I think the main way this changes is when someone has already spend the money in an adjacent area, and realized "huh, with a little effort here we could probably eat X's lunch"
Beyond that you at most get toy systems from enthusiasts and grad students (same group?) ...
You’d be surprised! Everywhere I’ve worked, academic or industry, typically writes their own simulation software. Sometimes it’s entirely handwritten (i.e., end-to-end, preprocessing to simulation to evaluation), sometimes it’ll leverage a pre-existing open source package. I imagine this will become more and more common if, for no other reason, you can’t back-propagate an OpticStudio project and open source automatic differentiation packages are unbeatable.
If you're interested in the equivalent of "backprop through zemax" there are a few projects going on to jointly optimize optical designs with the image processing, e.g. check out: https://vccimaging.org/Publications/Wang2022DiffOptics/
I've been working on something similar, although I'm more interested in replicating the effects of existing lenses than designing new ones: https://x.com/dearlensform/status/1858229457430962318
PBRT 3rd edition actually has a great section on the topic but it's one of the parts that wasn't implemented for the GPU (by the authors, anyway): https://pbr-book.org/3ed-2018/Camera_Models/Realistic_Camera...
I once saw a youtube video of a guy who first modeled a pinhole camera in something like Blender3D and then went on to design and simulate an entire SLR camera.
https://youtu.be/YE9rEQAGpLw
Thanks, but it was a different video.
I remember he had a lot of problems with the pinhole camera because the small size of the pinhole meant that rays had trouble going into the box, so to speak, and thus he needed an insane amount of rays.
I'd imagine there is fairly wide gap between having a simulation engine core and an useful engineering application
From academic side, I've found the work of Steinberg in this area extremely impressive. They are pushing the frontier to include more wave-optical phenomenon in the rendering. E.g. https://ssteinberg.xyz/2023/03/27/rtplt/
Well, everyone who can build this niche software is already employed to build it.

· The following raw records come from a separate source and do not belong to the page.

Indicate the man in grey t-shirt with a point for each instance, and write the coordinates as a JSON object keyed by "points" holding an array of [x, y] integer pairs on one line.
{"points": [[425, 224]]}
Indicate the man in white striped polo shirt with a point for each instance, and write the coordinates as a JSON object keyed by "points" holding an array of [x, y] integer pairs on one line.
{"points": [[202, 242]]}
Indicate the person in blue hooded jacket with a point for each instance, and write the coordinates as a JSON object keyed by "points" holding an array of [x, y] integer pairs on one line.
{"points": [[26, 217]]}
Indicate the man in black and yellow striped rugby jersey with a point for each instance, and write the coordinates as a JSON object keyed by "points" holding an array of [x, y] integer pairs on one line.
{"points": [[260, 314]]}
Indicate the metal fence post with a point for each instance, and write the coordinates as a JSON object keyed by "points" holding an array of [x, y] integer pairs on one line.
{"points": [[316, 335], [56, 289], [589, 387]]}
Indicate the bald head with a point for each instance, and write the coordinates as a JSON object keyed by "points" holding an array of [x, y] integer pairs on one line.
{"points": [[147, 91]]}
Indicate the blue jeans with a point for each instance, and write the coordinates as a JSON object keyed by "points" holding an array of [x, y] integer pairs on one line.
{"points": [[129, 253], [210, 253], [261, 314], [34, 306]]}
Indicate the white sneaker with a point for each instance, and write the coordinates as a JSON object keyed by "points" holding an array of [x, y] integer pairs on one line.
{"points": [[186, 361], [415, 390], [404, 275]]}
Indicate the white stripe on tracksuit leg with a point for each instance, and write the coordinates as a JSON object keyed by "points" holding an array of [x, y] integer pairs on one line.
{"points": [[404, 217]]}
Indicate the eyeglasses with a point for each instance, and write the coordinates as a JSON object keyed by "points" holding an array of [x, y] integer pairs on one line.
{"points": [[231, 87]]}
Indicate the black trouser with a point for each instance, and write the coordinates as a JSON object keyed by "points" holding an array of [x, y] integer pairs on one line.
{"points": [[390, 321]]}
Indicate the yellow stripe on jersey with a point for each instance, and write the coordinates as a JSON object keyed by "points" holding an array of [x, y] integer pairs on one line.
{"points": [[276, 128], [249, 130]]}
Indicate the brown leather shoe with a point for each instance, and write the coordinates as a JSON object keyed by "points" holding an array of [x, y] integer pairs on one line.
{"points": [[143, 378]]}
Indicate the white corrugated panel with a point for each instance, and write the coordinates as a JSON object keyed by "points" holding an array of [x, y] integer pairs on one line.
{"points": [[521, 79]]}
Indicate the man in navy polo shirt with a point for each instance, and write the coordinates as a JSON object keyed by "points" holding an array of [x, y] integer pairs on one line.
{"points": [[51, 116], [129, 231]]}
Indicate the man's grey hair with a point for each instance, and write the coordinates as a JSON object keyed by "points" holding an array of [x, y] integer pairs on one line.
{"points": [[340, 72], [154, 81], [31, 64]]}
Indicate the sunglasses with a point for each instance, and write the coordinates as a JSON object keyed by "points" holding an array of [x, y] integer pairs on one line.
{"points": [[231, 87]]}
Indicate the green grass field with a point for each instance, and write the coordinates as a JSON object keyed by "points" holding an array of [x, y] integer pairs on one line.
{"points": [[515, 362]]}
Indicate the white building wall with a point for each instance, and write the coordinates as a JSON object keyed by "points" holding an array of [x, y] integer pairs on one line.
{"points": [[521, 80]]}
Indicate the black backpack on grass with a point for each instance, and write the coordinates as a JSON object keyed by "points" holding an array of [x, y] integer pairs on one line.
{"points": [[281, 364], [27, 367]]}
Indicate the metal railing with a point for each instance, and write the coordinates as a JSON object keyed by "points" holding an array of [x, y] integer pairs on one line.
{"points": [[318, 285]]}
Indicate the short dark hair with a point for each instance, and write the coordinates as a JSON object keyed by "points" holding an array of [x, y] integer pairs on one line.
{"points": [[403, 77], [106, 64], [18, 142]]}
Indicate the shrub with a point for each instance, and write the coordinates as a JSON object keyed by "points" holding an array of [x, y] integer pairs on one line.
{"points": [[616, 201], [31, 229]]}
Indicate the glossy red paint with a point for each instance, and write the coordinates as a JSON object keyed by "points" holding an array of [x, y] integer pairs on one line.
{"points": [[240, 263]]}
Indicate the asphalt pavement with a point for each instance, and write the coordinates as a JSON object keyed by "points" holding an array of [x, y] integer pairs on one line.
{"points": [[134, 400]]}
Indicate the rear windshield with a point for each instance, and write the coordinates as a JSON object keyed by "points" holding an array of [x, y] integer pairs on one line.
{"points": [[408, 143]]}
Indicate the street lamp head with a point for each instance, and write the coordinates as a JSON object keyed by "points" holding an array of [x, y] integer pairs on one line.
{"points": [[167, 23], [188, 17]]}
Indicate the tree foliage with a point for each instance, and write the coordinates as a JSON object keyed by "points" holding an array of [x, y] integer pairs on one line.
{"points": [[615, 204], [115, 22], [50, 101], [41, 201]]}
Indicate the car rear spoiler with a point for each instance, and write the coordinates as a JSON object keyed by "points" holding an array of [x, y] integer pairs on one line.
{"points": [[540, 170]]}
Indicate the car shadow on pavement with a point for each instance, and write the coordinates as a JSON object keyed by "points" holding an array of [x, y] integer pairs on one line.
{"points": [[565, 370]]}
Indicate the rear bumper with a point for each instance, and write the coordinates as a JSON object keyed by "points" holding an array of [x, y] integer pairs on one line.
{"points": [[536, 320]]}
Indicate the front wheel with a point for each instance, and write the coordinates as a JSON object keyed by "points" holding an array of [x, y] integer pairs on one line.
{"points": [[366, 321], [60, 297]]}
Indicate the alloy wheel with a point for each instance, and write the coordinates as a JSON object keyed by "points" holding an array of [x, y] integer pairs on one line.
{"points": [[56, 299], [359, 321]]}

I think you’re overthinking this, e.g., Zemax’s optimization isn’t that different than the ray-tracing presented in this book. The sophistication truly comes from the users.
Yeah, perhaps.
But the heavy-hitters in this field all seem to have very old-timey UI's and out-of-this-world pricing.
Meanwhile, raytracing for computer graphics on GPU's is soooo performant-- it makes me wonder how much work needs to be done to make the equivalent of KiCAD for optical design.
You're missing the point. The difficulty is not in the ray tracing, etc. It is in understanding the domain of the software and what needs to be done to make it useful.
I completely agree that whatever simulation they have can be easily done better with modern GPUs.
> eye-wateringly expensive
For you. Anyone doing design and manufacturing of optics will not blink at paying for software.
" I wonder how much work would be involved for someone to make optical design software that blows away the old tools"
Depending on use case, it already exists for gem cutters. We can simulate everything from RI to fluorescence excitation.
I predict PBR is going to fall to neural rendering. Diffusion models have been shown to learn all of the rules of optics and shaders, and they're instructable and generalizable. It's god mode for physics and is intuitive for laypersons to manipulate.
We're only at the leading edge of this, too.
Can you link the neural rendering animation you're talking about with some info on the total rendering times without any precomputation?